Dagegen wäre prinzipiell nichts einzuwenden. Eine konstruktive Streitkultur ist das Lebenselixier jedes demokratischen Willensbildungsprozesses. Schlimm ist aber, mit welchem Hass, mit welchem Mangel an Maß, Besonnenheit und Menschlichkeit dieser Kampf geführt wird. Die Lynchstimmung, die den Medien und der Politik gerade in großen Teilen des deutschen Ostens entgegenschlägt, ist alarmierend. Vor wenigen Monaten konnte man diese Leute noch als Spinner belächeln. Doch die Silvesternacht in Köln und die damit einhergehenden kläglichen Vertuschungsversuche haben jetzt mitgeholfen, aus einer Minderheitenposition ein schnell wachsendes Massenphänomen zu machen. Die AfD liegt in aktuellen Umfragen bundesweit bei unglaublichen 13 Prozent.
Was wir in Deutschland beobachten, ist aber nur Ausdruck eines internationalen Phänomens. Osteuropa putinisiert sich gerade, Polen missachtet seine eigene Verfassung, der arabische Frühling endet in Bürgerkrieg und Militärherrschaft, in den USA zerstört eine völlig durchgeknallte politische Rechte jede vernünftige Diskussion, Teile der islamischen Welt mutieren zu einem gewalttätigen Fundamentalismus und dominieren immer mehr Landstriche, wie jetzt auch in Libyen und anderen Staaten vor allem Nordafrikas.
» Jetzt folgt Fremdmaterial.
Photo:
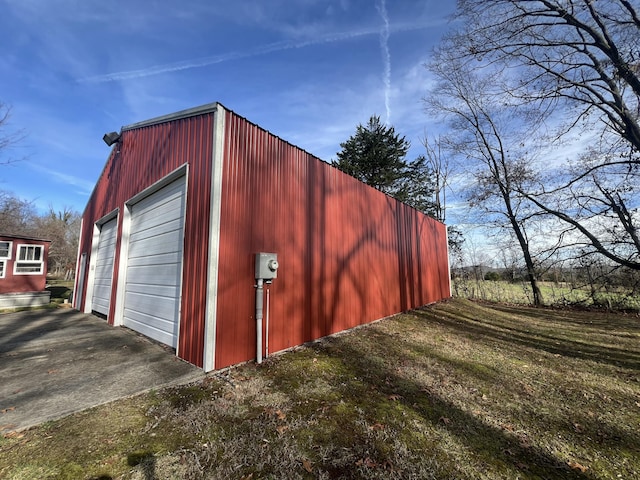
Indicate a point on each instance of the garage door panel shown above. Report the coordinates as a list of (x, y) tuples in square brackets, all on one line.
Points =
[(169, 194), (159, 259), (154, 264), (160, 308), (155, 275), (155, 231), (146, 329), (159, 290), (155, 246), (149, 219)]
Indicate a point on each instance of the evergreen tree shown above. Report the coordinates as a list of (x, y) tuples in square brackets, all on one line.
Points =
[(375, 155)]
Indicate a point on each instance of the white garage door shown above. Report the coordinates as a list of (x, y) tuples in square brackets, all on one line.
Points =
[(101, 296), (154, 265)]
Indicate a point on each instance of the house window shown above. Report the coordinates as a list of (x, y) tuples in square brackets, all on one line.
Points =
[(5, 250), (29, 260)]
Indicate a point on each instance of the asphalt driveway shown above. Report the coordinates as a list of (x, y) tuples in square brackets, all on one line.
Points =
[(53, 363)]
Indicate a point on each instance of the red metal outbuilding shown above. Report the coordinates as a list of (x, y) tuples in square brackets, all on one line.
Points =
[(184, 203)]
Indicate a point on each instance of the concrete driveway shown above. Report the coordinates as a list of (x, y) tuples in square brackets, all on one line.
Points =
[(53, 363)]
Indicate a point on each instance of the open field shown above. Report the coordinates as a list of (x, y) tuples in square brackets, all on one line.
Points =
[(456, 390), (554, 294)]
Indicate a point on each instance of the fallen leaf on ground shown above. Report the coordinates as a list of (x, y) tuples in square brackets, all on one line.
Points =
[(577, 466), (307, 465)]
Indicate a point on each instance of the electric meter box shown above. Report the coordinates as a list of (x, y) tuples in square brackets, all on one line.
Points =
[(266, 265)]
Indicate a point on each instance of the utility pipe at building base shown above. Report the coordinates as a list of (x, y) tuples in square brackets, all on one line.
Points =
[(259, 307)]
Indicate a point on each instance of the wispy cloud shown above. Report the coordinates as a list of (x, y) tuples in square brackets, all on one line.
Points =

Wir alle spüren, dass gerade im letzten Jahr irgendetwas ins Rutschen gekommen ist. Uns beschleicht ein ziemlich mulmiges Gefühl, wenn wir uns vorzustellen versuchen, wohin das noch alles führen kann. Doch was genau ist eigentlich los? Was passiert gerade? Wie kann man diese Entwicklung begreifen, auf einen einfachen Nenner bringen?
Auch wenn diese kleine Dankesrede jetzt Züge eines politischen Vortrags anzunehmen droht, erlauben Sie mir, hier das Erklärungsmodell vorzustellen, das der Historiker Philipp Blom jüngst ins Spiel gebracht hat. Es hat mir jedenfalls sehr geholfen, ein größeres Maß an Verständnis und Orientierung zu erlangen. Philipp Blom wurde Ende letzten Jahres vom "Düsseldorfer Aufklärungsdienst" (DA) eingeladen und hat in der Jazzschmiede einen hervorragenden Vortrag gehalten. (Da hatte unsere Lokalpresse, die natürlich auch geladen war, wieder eine hochrangige Düsseldorfer Aufklärungsdienst-Veranstaltung schlicht verschlafen.)
Blom unterscheidet ganz einfach Menschen, Gruppierungen oder ganze Gesellschaften dahingehend, dass sie entweder den autoritären Traum oder den liberalen Traum träumen. Zwischen dem autoritären und dem liberalen Gesellschaftsmodell verläuft die Konfliktlinie des weltweiten Kulturkampfes, den wir gerade erleben.
Der autoritäre Traum ist überfordert von den Zumutungen der Moderne. Er idealisiert vormoderne Gesellschaftsformen, in denen dem Einzelnen seine Rolle zugeteilt wird. Es gilt ein für alle verbindlicher, klarer Kanon traditioneller Werte.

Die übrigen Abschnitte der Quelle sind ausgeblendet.